The latest escalation between the US and Iran illustrates a persistent illusion that global risk is a force that can be isolated, categorised and safely neutralised. Washington, faced with a protracted conflict, has sought to squeeze Iran’s oil revenues. Tehran, in turn, has threatened the plumbing of the global energy system. On paper, the logic is linear. Squeeze the revenue to force the concession. However, in practice, the outcome is a more chaotic unravelling of control.
Iran’s response exposes the fragility of a fragmented system. Rather than capitulate, Tehran has leant into a different form of asymmetry. This is not independence from the system, but a calculated willingness to disrupt it.
The Strait of Hormuz is not merely a regional waterway. When such a chokepoint is squeezed, the effects do not remain confined to the price of crude oil. They cascade through the deeper, less visible plumbing of the global system. The strait carries sulphur and ammonia essential for global fertilisers, aluminium for lightweight manufacturing and even helium used in semiconductor cooling.

By choking these upstream flows, a regional friction quickly metastasises into a broader disruption, affecting agriculture, industrial production and the supply chains underpinning AI. What appears to be a narrow chokepoint is, in reality, a pressure point for the modern economy.

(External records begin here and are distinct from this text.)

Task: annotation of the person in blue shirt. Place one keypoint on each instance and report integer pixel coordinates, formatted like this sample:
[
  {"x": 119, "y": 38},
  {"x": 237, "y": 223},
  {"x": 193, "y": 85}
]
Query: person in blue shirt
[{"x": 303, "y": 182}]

This is the paradox of the current moment. Political divisions are deepening, yet the underlying economic system remains tightly entangled. The US naval blockade captures this tension. Policing adversaries requires policing allies and neutral actors too. In such a network, control is no longer a function of intent but of what the broader network is willing to absorb. What emerges is not compliance but circumvention through a parallel web of less transparent, more politically contingent trade channels.
This tension is rooted in what the late political scientist Andrew Mack called the “interest gap”. For the US, managing Iran is a messy line item on a crowded global agenda. It competes for bandwidth with domestic economic concerns, electoral pressures and long-term rivalry with China. For Iran, by contrast, the conflict is existential.
This asymmetry matters because when the stakes are uneven, so, too, is the tolerance for pain. A superpower’s resolve is diluted by competing priorities, whereas a smaller power’s resolve is sharpened by the immediacy of survival.
This leaves us in the familiar but precarious position of a price-taker, forced to import the inflation and instability of a world over which we have little influence
For South Africa, the implications of this shifting global system are indirect but acute. We occupy an uncomfortable middle ground of the global order, where we are neither peripheral enough to be ignored nor central enough to dictate terms. This leaves us in the familiar but precarious position of a price-taker, forced to import the inflation and instability of a world we have little influence over.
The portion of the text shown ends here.